Complete step by step answer
Let us assume that the approximate minimum distance of Pluto from the Earth is $x$ miles.
We are given the question that the distance of the Betelgeuse, in the constellation of Orion from the Earth is approximately $1.24 \times {10^6}$ times Pluto’s minimum distance from the Earth.
We can say, therefore, that the distance of Betelgeuse from the Earth is equal to the $1.24 \times {10^6}$ multiplied by the distance of Pluto from the Earth.
We have considered Pluto's distance from the Earth be $x$ miles.
Therefore,
\[{\text{Distance of Betelgeuse from Earth }} = 1.24 \times {10^6} \times x\]

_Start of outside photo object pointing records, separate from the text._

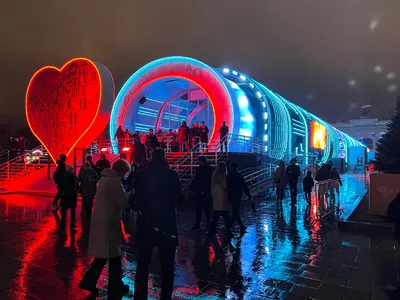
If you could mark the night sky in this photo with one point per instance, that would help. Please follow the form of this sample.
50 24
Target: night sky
330 57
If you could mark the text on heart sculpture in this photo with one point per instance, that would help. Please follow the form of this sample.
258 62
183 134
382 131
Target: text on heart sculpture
68 108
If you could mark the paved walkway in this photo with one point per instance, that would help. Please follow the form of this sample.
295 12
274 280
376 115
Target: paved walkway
281 256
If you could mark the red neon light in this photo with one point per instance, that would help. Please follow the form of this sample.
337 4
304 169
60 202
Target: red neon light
188 79
318 136
62 105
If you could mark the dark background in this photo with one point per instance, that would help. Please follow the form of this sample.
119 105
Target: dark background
330 57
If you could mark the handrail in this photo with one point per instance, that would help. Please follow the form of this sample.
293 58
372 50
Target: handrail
18 165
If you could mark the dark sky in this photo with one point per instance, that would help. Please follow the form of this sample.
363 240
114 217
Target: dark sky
330 57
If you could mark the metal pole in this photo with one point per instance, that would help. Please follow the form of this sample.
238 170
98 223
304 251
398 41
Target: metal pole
191 162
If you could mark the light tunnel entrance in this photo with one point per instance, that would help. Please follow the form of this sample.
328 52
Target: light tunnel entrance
165 103
170 90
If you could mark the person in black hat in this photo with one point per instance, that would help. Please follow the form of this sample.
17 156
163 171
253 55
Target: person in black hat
158 192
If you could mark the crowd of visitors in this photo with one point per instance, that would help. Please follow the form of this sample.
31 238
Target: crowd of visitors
154 191
289 176
180 140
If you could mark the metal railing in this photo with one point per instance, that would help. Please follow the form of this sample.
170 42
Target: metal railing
19 166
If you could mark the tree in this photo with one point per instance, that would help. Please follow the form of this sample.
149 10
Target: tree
387 158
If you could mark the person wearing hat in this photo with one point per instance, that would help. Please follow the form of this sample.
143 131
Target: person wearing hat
158 192
293 172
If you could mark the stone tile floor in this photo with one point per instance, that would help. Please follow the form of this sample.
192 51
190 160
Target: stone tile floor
281 256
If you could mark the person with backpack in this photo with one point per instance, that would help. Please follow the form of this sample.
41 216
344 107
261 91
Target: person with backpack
308 183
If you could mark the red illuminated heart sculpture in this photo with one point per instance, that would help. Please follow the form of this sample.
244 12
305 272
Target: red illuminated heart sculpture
63 106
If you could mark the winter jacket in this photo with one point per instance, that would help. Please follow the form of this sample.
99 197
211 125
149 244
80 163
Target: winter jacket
308 183
223 131
203 134
105 231
218 189
293 172
158 193
195 131
201 183
183 133
236 186
334 175
88 182
69 187
280 178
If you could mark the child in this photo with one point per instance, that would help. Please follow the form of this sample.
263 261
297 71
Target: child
70 195
308 184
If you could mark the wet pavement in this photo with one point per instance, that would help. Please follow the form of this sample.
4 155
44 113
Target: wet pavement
280 257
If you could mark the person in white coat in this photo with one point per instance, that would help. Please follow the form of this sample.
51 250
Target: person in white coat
106 232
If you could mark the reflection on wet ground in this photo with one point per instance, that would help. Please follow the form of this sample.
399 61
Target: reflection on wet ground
281 256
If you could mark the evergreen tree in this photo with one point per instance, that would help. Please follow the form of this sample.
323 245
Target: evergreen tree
387 157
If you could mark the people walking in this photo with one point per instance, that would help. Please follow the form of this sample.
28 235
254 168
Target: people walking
87 188
106 233
204 136
223 136
102 163
293 172
218 193
58 178
280 181
308 183
201 186
195 133
236 186
183 137
69 197
157 194
337 183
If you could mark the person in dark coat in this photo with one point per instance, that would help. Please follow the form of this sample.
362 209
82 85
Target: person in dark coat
204 136
183 137
151 141
236 186
334 175
88 179
308 184
102 163
201 186
89 159
158 192
139 153
195 133
223 136
58 177
293 172
69 197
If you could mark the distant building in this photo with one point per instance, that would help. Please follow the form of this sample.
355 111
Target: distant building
366 130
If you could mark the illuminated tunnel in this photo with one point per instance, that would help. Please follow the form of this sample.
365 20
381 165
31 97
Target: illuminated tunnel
170 90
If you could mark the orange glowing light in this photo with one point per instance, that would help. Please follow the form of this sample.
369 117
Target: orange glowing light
49 111
318 136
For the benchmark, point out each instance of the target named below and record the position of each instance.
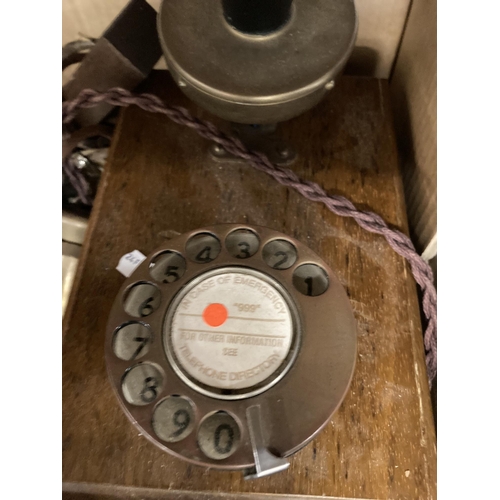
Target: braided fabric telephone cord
(339, 205)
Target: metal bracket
(265, 462)
(257, 138)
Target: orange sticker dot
(215, 315)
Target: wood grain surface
(160, 177)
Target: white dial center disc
(232, 329)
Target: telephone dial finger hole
(310, 280)
(132, 341)
(218, 435)
(242, 243)
(142, 384)
(203, 248)
(279, 254)
(204, 331)
(167, 267)
(142, 300)
(173, 419)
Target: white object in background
(130, 262)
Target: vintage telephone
(232, 345)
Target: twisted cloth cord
(339, 205)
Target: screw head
(218, 150)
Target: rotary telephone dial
(231, 346)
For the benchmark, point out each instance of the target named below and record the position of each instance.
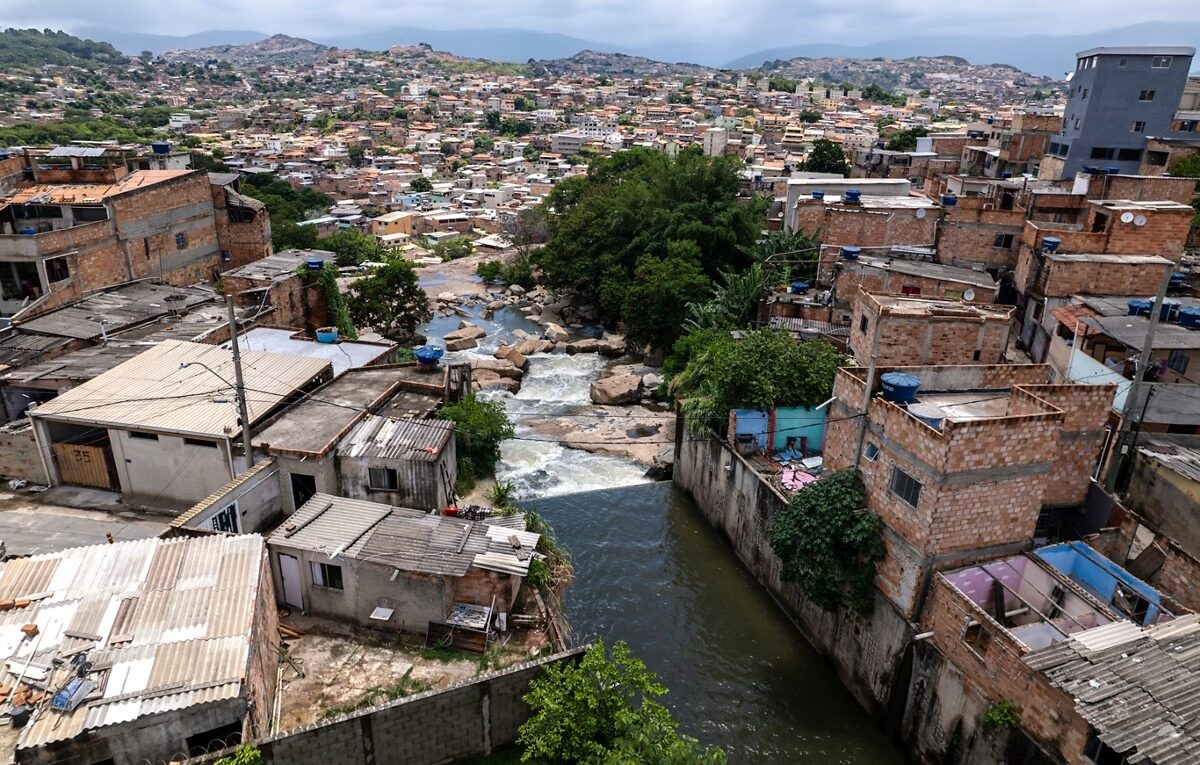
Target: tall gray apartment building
(1119, 97)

We are given that the approximate distance of the Betelgeuse from the Earth is $3.36 \times {10^{15}}$ miles.
Substituting the value $3.36 \times {10^{15}}$ for the Distance of Betelgeuse from Earth in the equation \[{\text{Distance of Betelgeuse from Earth }} = 1.24 \times {10^6} \times x\], we get
\[3.36 \times {10^{15}} = 1.24 \times {10^6} \times x\]
Dividing the equation throughout by \[1.24 \times {10^6}\], we can solve for the value of $x$.
\[\dfrac{{3.36 \times {{10}^{15}}}}{{1.24 \times {{10}^6}}} = \dfrac{{1.24 \times {{10}^6}}}{{1.24 \times {{10}^6}}} \times x\]
$
  \dfrac{{3.36}}{{1.24}} \times {10^9} = x \\
  x \approx 2.7 \times {10^9} \\
$
Thus, the approximate minimum distance of Pluto from the Earth is \[2.7 \times {10^9}\]miles.

Note: The unit of the distance is miles throughout the solution. The solution is represented in scientific notation, as the distance is represented in the power of 10.